5.6 Evaluation framework for RAG
Evaluate at three layers:
- Retrieval quality (recall@k, precision@k, hit quality).
- Generation faithfulness (claim-evidence consistency).
- User outcome (task completion, escalation rate, trust). Use adversarial tests: conflicting documents, stale content, missing evidence, and policy-sensitive prompts.
5.7 Failure modes
- Chunk size too large, causing diluted relevance.
- Chunk size too small, losing essential context.
- Missing metadata filters, causing cross-tenant leakage.
- No reranking, resulting in top-k noise.
- Hallucinated answers when retrieval returns weak evidence.
Chapter summary
RAG quality is retrieval engineering plus generation discipline. Better grounding comes from better data and ranking controls, not from larger prompts alone.
Mini-lab: retrieval quality tuning
Goal: improve answer grounding for one domain corpus.
- Build baseline index with fixed-size chunks.
- Run 20 representative questions and log retrieved chunks.
- Implement metadata filtering and reranking.
- Compare relevance and faithfulness before/after.
- Add refusal rule for low-evidence cases.
- Document final retrieval configuration. Deliverable in Notion:
- Retrieval tuning report with chosen chunk size, overlap, filters, and reranker policy.
Review questions
- Why does chunking strategy directly influence answer quality?
- When is hybrid retrieval better than pure vector search?
- Why is metadata filtering a security and relevance control?
- What does reranking add beyond ANN retrieval?
- How do you detect ungrounded generation behavior?
- Why should source freshness be explicitly tracked?

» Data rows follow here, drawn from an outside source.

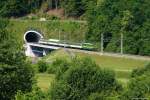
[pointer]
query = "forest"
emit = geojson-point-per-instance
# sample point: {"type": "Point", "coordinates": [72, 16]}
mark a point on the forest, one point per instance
{"type": "Point", "coordinates": [115, 19]}
{"type": "Point", "coordinates": [67, 75]}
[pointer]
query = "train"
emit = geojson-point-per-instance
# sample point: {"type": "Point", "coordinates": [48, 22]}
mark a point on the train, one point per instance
{"type": "Point", "coordinates": [59, 43]}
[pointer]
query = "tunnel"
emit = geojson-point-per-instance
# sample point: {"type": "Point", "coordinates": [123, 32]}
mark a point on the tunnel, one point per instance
{"type": "Point", "coordinates": [32, 36]}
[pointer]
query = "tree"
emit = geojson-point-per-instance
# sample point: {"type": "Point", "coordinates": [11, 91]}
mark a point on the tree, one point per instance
{"type": "Point", "coordinates": [15, 73]}
{"type": "Point", "coordinates": [83, 78]}
{"type": "Point", "coordinates": [126, 18]}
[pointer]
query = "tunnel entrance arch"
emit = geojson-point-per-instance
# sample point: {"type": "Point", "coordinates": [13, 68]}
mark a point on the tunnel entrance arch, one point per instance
{"type": "Point", "coordinates": [32, 36]}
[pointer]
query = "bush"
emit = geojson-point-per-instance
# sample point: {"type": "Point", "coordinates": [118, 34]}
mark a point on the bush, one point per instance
{"type": "Point", "coordinates": [137, 88]}
{"type": "Point", "coordinates": [36, 94]}
{"type": "Point", "coordinates": [58, 67]}
{"type": "Point", "coordinates": [14, 78]}
{"type": "Point", "coordinates": [140, 71]}
{"type": "Point", "coordinates": [96, 96]}
{"type": "Point", "coordinates": [83, 78]}
{"type": "Point", "coordinates": [42, 66]}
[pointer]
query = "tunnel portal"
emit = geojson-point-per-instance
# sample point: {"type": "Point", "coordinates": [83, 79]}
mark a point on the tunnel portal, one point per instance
{"type": "Point", "coordinates": [32, 36]}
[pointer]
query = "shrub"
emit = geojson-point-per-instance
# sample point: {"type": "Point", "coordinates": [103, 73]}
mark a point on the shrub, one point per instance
{"type": "Point", "coordinates": [42, 66]}
{"type": "Point", "coordinates": [36, 94]}
{"type": "Point", "coordinates": [96, 96]}
{"type": "Point", "coordinates": [58, 67]}
{"type": "Point", "coordinates": [141, 71]}
{"type": "Point", "coordinates": [83, 78]}
{"type": "Point", "coordinates": [14, 78]}
{"type": "Point", "coordinates": [137, 88]}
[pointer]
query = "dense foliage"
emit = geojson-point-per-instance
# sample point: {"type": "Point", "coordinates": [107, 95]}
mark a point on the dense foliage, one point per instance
{"type": "Point", "coordinates": [139, 85]}
{"type": "Point", "coordinates": [15, 8]}
{"type": "Point", "coordinates": [42, 66]}
{"type": "Point", "coordinates": [83, 78]}
{"type": "Point", "coordinates": [115, 17]}
{"type": "Point", "coordinates": [15, 73]}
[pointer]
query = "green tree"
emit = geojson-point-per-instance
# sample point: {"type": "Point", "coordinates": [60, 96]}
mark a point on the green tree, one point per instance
{"type": "Point", "coordinates": [15, 73]}
{"type": "Point", "coordinates": [83, 78]}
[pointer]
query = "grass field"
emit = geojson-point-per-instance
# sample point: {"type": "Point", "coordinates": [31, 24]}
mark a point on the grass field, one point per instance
{"type": "Point", "coordinates": [122, 66]}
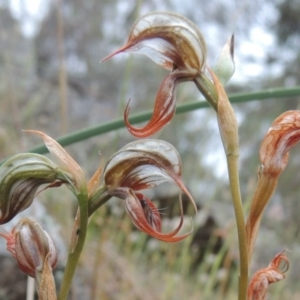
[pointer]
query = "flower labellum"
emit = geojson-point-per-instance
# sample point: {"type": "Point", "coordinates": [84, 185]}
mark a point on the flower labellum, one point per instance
{"type": "Point", "coordinates": [280, 138]}
{"type": "Point", "coordinates": [261, 280]}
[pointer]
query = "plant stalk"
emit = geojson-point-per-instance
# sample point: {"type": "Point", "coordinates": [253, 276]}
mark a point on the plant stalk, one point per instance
{"type": "Point", "coordinates": [232, 162]}
{"type": "Point", "coordinates": [74, 253]}
{"type": "Point", "coordinates": [264, 191]}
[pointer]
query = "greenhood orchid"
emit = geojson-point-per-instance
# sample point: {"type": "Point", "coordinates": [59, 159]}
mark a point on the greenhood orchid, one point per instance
{"type": "Point", "coordinates": [142, 165]}
{"type": "Point", "coordinates": [274, 154]}
{"type": "Point", "coordinates": [176, 44]}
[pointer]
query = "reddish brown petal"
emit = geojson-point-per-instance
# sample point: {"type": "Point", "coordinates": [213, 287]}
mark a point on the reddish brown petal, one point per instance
{"type": "Point", "coordinates": [261, 280]}
{"type": "Point", "coordinates": [280, 138]}
{"type": "Point", "coordinates": [137, 216]}
{"type": "Point", "coordinates": [165, 105]}
{"type": "Point", "coordinates": [145, 164]}
{"type": "Point", "coordinates": [150, 211]}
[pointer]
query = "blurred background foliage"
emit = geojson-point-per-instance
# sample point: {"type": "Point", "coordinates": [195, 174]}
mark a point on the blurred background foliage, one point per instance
{"type": "Point", "coordinates": [51, 80]}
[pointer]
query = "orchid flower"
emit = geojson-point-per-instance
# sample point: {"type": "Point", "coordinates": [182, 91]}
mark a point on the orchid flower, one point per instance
{"type": "Point", "coordinates": [260, 281]}
{"type": "Point", "coordinates": [274, 153]}
{"type": "Point", "coordinates": [176, 44]}
{"type": "Point", "coordinates": [35, 253]}
{"type": "Point", "coordinates": [20, 178]}
{"type": "Point", "coordinates": [142, 165]}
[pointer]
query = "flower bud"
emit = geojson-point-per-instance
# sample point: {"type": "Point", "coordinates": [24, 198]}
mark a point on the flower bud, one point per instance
{"type": "Point", "coordinates": [20, 177]}
{"type": "Point", "coordinates": [261, 280]}
{"type": "Point", "coordinates": [30, 245]}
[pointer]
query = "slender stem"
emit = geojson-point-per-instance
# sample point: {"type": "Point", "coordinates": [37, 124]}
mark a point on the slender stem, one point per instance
{"type": "Point", "coordinates": [102, 128]}
{"type": "Point", "coordinates": [206, 87]}
{"type": "Point", "coordinates": [74, 255]}
{"type": "Point", "coordinates": [264, 191]}
{"type": "Point", "coordinates": [232, 162]}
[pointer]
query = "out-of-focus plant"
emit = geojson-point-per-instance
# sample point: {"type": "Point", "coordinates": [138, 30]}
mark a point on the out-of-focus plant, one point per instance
{"type": "Point", "coordinates": [175, 43]}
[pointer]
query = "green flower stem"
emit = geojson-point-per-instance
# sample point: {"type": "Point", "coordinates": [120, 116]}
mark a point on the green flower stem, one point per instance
{"type": "Point", "coordinates": [265, 188]}
{"type": "Point", "coordinates": [74, 255]}
{"type": "Point", "coordinates": [206, 87]}
{"type": "Point", "coordinates": [232, 162]}
{"type": "Point", "coordinates": [99, 198]}
{"type": "Point", "coordinates": [89, 132]}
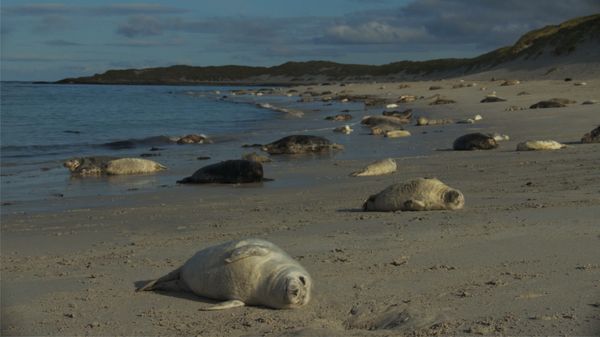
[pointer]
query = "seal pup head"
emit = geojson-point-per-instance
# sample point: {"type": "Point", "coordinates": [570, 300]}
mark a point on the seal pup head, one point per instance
{"type": "Point", "coordinates": [292, 289]}
{"type": "Point", "coordinates": [297, 290]}
{"type": "Point", "coordinates": [72, 164]}
{"type": "Point", "coordinates": [453, 199]}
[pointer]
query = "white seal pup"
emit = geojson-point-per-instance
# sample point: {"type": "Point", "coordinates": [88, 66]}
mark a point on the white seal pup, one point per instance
{"type": "Point", "coordinates": [256, 157]}
{"type": "Point", "coordinates": [380, 167]}
{"type": "Point", "coordinates": [538, 145]}
{"type": "Point", "coordinates": [346, 129]}
{"type": "Point", "coordinates": [422, 194]}
{"type": "Point", "coordinates": [132, 166]}
{"type": "Point", "coordinates": [241, 272]}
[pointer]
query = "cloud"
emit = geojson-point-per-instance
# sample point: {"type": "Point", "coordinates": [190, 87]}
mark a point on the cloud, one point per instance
{"type": "Point", "coordinates": [62, 43]}
{"type": "Point", "coordinates": [141, 25]}
{"type": "Point", "coordinates": [373, 32]}
{"type": "Point", "coordinates": [51, 23]}
{"type": "Point", "coordinates": [486, 24]}
{"type": "Point", "coordinates": [38, 9]}
{"type": "Point", "coordinates": [106, 10]}
{"type": "Point", "coordinates": [136, 9]}
{"type": "Point", "coordinates": [148, 43]}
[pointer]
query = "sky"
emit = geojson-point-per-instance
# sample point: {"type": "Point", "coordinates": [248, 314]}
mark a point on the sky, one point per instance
{"type": "Point", "coordinates": [51, 40]}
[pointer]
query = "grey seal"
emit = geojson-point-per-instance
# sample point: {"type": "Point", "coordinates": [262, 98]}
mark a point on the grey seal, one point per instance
{"type": "Point", "coordinates": [422, 194]}
{"type": "Point", "coordinates": [474, 141]}
{"type": "Point", "coordinates": [241, 272]}
{"type": "Point", "coordinates": [297, 144]}
{"type": "Point", "coordinates": [227, 172]}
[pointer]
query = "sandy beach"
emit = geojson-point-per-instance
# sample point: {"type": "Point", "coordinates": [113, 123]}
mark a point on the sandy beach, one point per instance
{"type": "Point", "coordinates": [520, 259]}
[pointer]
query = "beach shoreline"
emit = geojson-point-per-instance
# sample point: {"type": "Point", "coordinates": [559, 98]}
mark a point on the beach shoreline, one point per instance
{"type": "Point", "coordinates": [520, 259]}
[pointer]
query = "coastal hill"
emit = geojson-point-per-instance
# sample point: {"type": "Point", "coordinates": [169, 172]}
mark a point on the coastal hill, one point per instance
{"type": "Point", "coordinates": [576, 40]}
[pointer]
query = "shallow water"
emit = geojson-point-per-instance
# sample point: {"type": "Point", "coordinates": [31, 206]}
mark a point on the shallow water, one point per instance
{"type": "Point", "coordinates": [45, 124]}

- What is a safe response pattern when retrieval evidence is weak?
- How can overlap improve recall yet increase noise?
- Which metrics evaluate retrieval versus generation separately?
- Why is RAG not a replacement for model safety controls?
Key terms
RAG, embeddings, vector database, semantic search, cosine similarity, chunking, overlap, metadata filtering, hybrid retrieval, reranking, grounded generation.
Exam traps
- Treating all retrieval misses as model hallucination.
- Assuming top-k retrieval order is already optimal.
- Ignoring access-control filtering in multi-tenant deployments.